The argument for a bubble existing becomes harder to deny when OpenAI CEO Sam Altman himself suggested that there is one. When the person most incentivised to deny the existence of a bubble acknowledges it, it is a signal worth analysing. For peripheral economies, these signals should trigger alarm bells.

Bangladesh is still in the lower end of AI readiness, as tech literacy remains restricted to urban and digitally privileged groups. This won’t insulate it from the fallout, though. Countries at this stage won’t feel the sharp loss of overvalued assets, but they will definitely feel the foundations of their digital economic growth eroding. Institutions which have been routing increasing volumes of development finance toward digital infrastructure will shrink their commitments when the global appetite for “digital transformation” cools down.

The most severe threat will be indirect but also quite predictable. In March, it was reported that Bangladesh’s merchandise exports fell for the seventh consecutive month in February. Further impediments posed by global oil shocks will cause significant hits. Most consumers will reduce their discretionary spending on apparel in a tech-driven recession in the West. With the Ready-Made Garment (RMG) sector accounting for most of the nation’s export earnings, it could be a sign of a tumultuous period.

Trade bearing the brunt of the impact has historical precedent, as can be demonstrated by how Bangladesh’s economy reacted to the worldwide financial crisis in 2008. The more direct victims of an AI reckoning would be the IT sector, particularly the freelance workforce and computer science majors who are getting priced out of their own field.

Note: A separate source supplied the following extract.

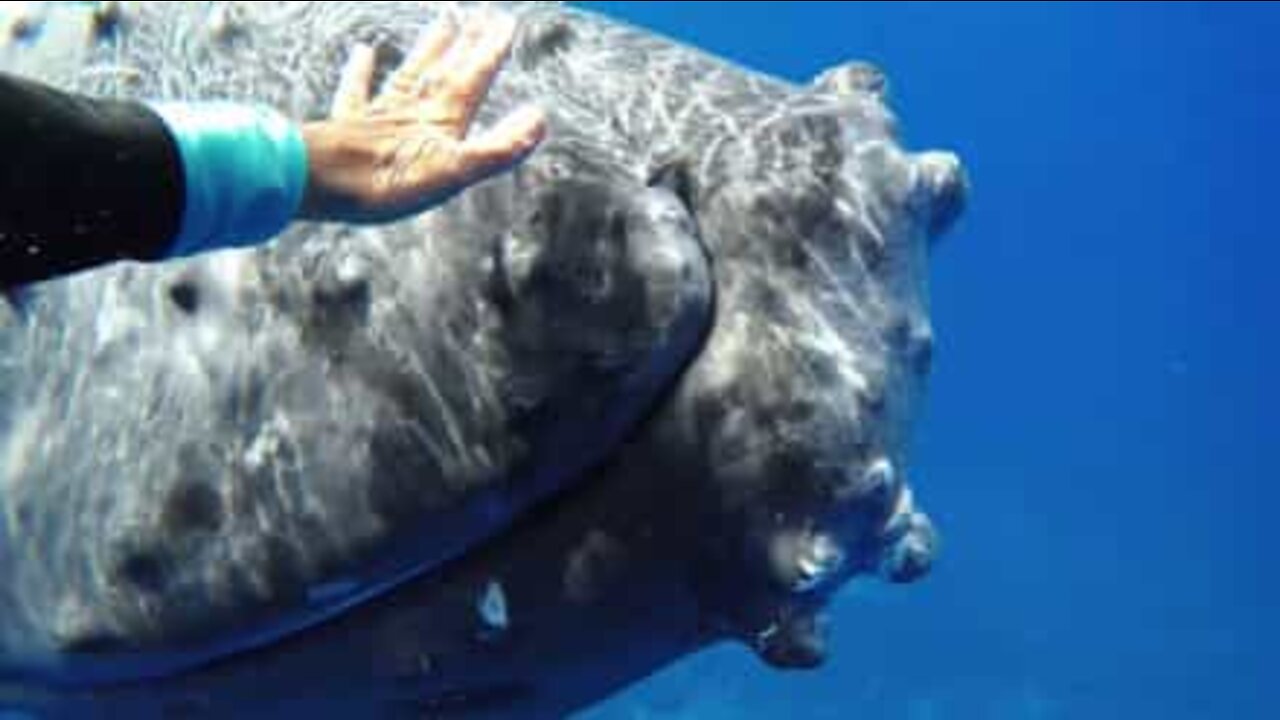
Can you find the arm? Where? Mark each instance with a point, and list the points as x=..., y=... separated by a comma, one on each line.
x=147, y=182
x=82, y=182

It's worth noting that bubbles don’t always “pop”; sometimes they “deflate”. Big Tech monopolies have funded most of the AI infrastructure until now, not banks, making a broad financial collapse improbable. AI is also increasingly becoming a national security asset and reinventing modern warfare to the point where governments have incentives to subsidise it. In the deflation scenario, a recession will simply be a controllable market correction. The difference between a pop and a deflation is largely a matter of speed and severity, not of immunity. The uncertainty itself remains the pressing policy problem.

References:

1. CNBC (August 18, 2025). OpenAI’s Sam Altman sees AI bubble forming as industry spending surges.

2. Reuters (February 23, 2026). Big Tech to invest about $650 billion in AI in 2026, Bridgewater says.

3. The Daily Star (March 3, 2026). Exports drop for 7th straight month on garment slum.